Some Nearly Quantum Theories

TL;DR

This paper explores the structure of non-signaling composites of probabilistic models based on Euclidean Jordan algebras, revealing limitations and constructing categories that unify various quantum theories with some exceptions.

Contribution

It introduces new categorical frameworks for Jordan-algebraic models that unify real, complex, and quaternionic quantum mechanics, and establishes no-go results for extending these models.

Findings

No composite with the exceptional Jordan algebra as a summand.

Constructed categories unify real, complex, and quaternionic quantum mechanics.

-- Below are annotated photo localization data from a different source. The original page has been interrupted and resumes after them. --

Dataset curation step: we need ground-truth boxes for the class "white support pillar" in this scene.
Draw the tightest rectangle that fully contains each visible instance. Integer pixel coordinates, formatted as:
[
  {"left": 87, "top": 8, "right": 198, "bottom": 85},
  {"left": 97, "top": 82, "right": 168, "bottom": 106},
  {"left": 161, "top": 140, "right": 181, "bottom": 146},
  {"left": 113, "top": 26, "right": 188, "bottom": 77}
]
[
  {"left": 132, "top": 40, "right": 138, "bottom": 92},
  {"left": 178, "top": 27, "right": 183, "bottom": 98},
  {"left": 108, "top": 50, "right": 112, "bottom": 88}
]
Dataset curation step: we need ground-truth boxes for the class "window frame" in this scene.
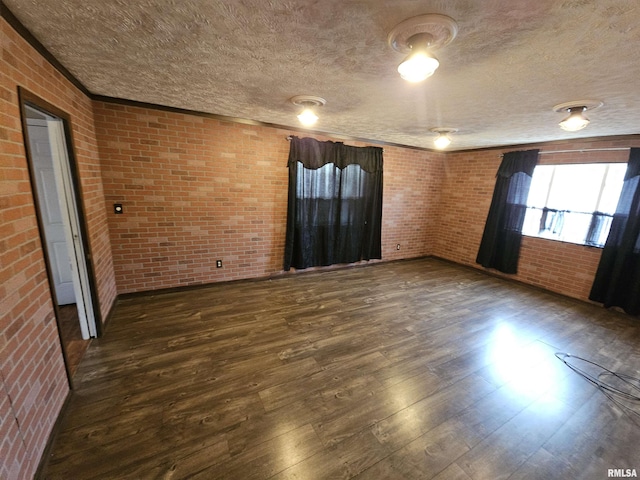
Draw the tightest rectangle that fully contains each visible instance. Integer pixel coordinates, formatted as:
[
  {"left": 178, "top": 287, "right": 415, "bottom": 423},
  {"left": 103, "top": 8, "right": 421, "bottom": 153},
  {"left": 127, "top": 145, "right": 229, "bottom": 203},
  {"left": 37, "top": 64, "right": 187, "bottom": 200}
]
[{"left": 521, "top": 161, "right": 627, "bottom": 248}]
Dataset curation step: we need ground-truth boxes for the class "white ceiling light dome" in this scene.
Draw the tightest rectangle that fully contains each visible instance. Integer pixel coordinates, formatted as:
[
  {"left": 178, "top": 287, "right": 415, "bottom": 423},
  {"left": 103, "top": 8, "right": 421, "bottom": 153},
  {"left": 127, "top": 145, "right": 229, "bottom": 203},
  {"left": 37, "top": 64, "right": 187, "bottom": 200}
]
[
  {"left": 388, "top": 14, "right": 458, "bottom": 83},
  {"left": 553, "top": 100, "right": 603, "bottom": 132},
  {"left": 430, "top": 127, "right": 458, "bottom": 149},
  {"left": 290, "top": 95, "right": 326, "bottom": 127}
]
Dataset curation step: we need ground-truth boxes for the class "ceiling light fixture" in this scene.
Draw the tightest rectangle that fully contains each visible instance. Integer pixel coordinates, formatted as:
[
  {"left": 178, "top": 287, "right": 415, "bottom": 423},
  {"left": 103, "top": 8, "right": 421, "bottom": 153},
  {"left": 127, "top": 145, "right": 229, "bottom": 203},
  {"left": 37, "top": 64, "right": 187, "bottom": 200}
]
[
  {"left": 560, "top": 107, "right": 589, "bottom": 132},
  {"left": 397, "top": 34, "right": 440, "bottom": 82},
  {"left": 553, "top": 100, "right": 603, "bottom": 132},
  {"left": 388, "top": 14, "right": 458, "bottom": 83},
  {"left": 430, "top": 128, "right": 457, "bottom": 149},
  {"left": 290, "top": 95, "right": 326, "bottom": 127}
]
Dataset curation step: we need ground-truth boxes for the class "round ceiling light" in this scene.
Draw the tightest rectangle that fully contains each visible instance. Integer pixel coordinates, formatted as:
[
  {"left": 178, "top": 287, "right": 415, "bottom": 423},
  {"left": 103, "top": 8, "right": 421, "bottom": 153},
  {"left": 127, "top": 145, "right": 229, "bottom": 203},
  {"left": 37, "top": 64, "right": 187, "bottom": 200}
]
[
  {"left": 290, "top": 95, "right": 326, "bottom": 127},
  {"left": 388, "top": 14, "right": 458, "bottom": 82},
  {"left": 553, "top": 100, "right": 603, "bottom": 132},
  {"left": 430, "top": 127, "right": 458, "bottom": 149}
]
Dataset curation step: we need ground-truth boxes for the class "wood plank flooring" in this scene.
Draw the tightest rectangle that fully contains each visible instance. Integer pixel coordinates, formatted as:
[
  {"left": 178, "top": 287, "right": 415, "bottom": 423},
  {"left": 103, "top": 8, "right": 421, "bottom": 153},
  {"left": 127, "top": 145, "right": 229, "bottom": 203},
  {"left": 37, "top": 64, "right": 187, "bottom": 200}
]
[{"left": 39, "top": 258, "right": 640, "bottom": 479}]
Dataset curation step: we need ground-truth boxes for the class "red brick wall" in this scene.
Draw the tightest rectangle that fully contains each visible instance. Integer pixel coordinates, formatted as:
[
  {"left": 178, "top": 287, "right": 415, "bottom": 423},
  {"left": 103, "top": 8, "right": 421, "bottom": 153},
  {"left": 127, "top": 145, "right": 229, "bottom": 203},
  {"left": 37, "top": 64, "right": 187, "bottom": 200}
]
[
  {"left": 433, "top": 137, "right": 640, "bottom": 301},
  {"left": 94, "top": 102, "right": 445, "bottom": 293},
  {"left": 0, "top": 17, "right": 116, "bottom": 480},
  {"left": 383, "top": 146, "right": 445, "bottom": 260}
]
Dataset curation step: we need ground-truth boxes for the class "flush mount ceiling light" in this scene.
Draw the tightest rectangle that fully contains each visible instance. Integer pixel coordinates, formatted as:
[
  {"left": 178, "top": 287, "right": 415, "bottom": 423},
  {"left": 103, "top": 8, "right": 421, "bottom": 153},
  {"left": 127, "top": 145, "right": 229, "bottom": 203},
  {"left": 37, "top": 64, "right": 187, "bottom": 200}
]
[
  {"left": 388, "top": 14, "right": 458, "bottom": 82},
  {"left": 430, "top": 127, "right": 457, "bottom": 149},
  {"left": 290, "top": 95, "right": 326, "bottom": 127},
  {"left": 553, "top": 100, "right": 603, "bottom": 132}
]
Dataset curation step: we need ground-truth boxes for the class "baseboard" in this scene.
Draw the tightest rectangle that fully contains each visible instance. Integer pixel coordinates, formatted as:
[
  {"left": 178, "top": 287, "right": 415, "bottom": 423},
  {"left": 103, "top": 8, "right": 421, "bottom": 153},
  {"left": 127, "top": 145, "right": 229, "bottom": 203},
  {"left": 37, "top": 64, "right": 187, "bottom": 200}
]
[{"left": 116, "top": 255, "right": 433, "bottom": 300}]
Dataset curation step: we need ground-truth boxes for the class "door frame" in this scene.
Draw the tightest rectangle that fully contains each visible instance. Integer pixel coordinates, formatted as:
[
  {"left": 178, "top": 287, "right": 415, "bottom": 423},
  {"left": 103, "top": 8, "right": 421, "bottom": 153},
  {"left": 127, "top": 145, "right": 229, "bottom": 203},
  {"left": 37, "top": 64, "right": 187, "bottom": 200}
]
[{"left": 18, "top": 87, "right": 102, "bottom": 386}]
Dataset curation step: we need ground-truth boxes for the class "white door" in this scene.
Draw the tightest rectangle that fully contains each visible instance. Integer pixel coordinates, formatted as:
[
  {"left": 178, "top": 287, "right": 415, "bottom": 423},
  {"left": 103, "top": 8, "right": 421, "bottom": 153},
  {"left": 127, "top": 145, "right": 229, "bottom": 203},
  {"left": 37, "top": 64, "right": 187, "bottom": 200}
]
[
  {"left": 26, "top": 112, "right": 97, "bottom": 339},
  {"left": 47, "top": 118, "right": 97, "bottom": 339},
  {"left": 28, "top": 121, "right": 76, "bottom": 305}
]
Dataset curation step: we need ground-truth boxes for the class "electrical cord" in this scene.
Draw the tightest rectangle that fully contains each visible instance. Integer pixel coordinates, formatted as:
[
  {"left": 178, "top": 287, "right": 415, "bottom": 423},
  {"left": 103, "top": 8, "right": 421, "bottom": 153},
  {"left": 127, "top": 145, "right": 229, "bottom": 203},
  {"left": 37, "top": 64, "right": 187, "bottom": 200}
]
[{"left": 555, "top": 352, "right": 640, "bottom": 418}]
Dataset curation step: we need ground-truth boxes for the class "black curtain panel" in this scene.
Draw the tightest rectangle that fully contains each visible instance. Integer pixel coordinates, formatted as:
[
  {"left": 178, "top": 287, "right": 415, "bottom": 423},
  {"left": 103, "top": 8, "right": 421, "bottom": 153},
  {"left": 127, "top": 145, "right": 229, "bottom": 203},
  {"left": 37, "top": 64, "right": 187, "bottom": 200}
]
[
  {"left": 476, "top": 149, "right": 539, "bottom": 274},
  {"left": 284, "top": 136, "right": 383, "bottom": 271},
  {"left": 589, "top": 148, "right": 640, "bottom": 314}
]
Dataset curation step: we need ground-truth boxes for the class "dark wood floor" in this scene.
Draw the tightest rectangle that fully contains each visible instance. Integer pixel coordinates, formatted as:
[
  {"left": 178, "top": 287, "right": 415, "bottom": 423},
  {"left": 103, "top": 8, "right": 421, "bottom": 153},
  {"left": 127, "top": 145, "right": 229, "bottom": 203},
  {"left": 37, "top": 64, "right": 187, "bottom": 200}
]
[{"left": 40, "top": 258, "right": 640, "bottom": 479}]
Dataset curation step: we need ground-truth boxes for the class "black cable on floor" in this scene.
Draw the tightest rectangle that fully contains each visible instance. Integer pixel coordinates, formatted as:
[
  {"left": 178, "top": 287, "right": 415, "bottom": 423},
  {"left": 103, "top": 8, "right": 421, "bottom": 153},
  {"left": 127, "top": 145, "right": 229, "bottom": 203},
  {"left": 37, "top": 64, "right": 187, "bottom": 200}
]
[{"left": 555, "top": 352, "right": 640, "bottom": 418}]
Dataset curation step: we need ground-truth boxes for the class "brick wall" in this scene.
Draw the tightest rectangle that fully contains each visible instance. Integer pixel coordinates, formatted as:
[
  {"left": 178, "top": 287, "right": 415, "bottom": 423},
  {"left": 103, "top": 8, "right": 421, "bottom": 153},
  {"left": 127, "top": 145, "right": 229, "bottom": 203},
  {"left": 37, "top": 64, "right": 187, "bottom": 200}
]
[
  {"left": 94, "top": 102, "right": 445, "bottom": 293},
  {"left": 94, "top": 99, "right": 640, "bottom": 303},
  {"left": 0, "top": 16, "right": 116, "bottom": 480},
  {"left": 433, "top": 137, "right": 640, "bottom": 301}
]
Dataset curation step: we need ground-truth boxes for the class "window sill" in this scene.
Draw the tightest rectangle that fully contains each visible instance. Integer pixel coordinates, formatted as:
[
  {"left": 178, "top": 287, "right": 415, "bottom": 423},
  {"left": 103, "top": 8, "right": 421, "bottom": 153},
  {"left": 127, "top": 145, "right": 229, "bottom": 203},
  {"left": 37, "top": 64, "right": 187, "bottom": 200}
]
[{"left": 522, "top": 234, "right": 604, "bottom": 249}]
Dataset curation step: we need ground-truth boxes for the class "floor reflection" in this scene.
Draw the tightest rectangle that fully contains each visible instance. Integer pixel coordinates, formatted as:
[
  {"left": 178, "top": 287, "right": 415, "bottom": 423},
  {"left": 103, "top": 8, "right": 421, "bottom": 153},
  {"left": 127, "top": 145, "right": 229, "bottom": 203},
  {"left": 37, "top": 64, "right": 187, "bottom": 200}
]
[{"left": 487, "top": 324, "right": 564, "bottom": 405}]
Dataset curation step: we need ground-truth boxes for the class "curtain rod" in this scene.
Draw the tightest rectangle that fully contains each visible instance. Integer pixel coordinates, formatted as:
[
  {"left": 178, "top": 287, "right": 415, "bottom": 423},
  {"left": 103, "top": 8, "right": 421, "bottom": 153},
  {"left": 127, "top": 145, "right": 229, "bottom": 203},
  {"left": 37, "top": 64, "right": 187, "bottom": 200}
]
[
  {"left": 286, "top": 137, "right": 630, "bottom": 156},
  {"left": 499, "top": 147, "right": 630, "bottom": 158},
  {"left": 539, "top": 147, "right": 630, "bottom": 155}
]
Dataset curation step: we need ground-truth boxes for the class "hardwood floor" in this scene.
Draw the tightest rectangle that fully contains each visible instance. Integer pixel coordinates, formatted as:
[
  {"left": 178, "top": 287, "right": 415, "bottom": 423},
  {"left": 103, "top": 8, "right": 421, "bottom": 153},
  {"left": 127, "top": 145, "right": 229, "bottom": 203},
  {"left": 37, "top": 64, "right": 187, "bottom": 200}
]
[{"left": 39, "top": 258, "right": 640, "bottom": 479}]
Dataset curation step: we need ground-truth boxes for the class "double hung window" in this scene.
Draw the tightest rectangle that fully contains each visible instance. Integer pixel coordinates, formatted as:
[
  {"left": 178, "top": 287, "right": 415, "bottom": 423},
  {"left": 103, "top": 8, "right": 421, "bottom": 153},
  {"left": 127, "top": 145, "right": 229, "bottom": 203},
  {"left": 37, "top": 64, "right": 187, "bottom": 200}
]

Identified phenomena like failure of local tomography and supermultiplicativity.

Abstract

We consider possible non-signaling composites of probabilistic models based on euclidean Jordan algebras. Subject to some reasonable constraints, we show that no such composite exists having the exceptional Jordan algebra as a direct summand. We then construct several dagger compact categories of such Jordan-algebraic models. One of these neatly unifies real, complex and quaternionic mixed-state quantum mechanics, with the exception of the quaternionic "bit". Another is similar, except in that (i) it excludes the quaternionic bit, and (ii) the composite of two complex quantum systems comes with an extra classical bit. In both of these categories, states are morphisms from systems to the tensor unit, which helps give the categorical structure a clear operational interpretation. A no-go result shows that the first of these categories, at least, cannot be extended to include spin factors other than the (real, complex, and quaternionic) quantum bits, while preserving the representation of states as morphisms. The same is true for attempts to extend the second category to even-dimensional spin-factors. Interesting phenomena exhibited by some composites in these categories include failure of local tomography, supermultiplicativity of the maximal number of mutually distinguishable states, and mixed states whose marginals are pure.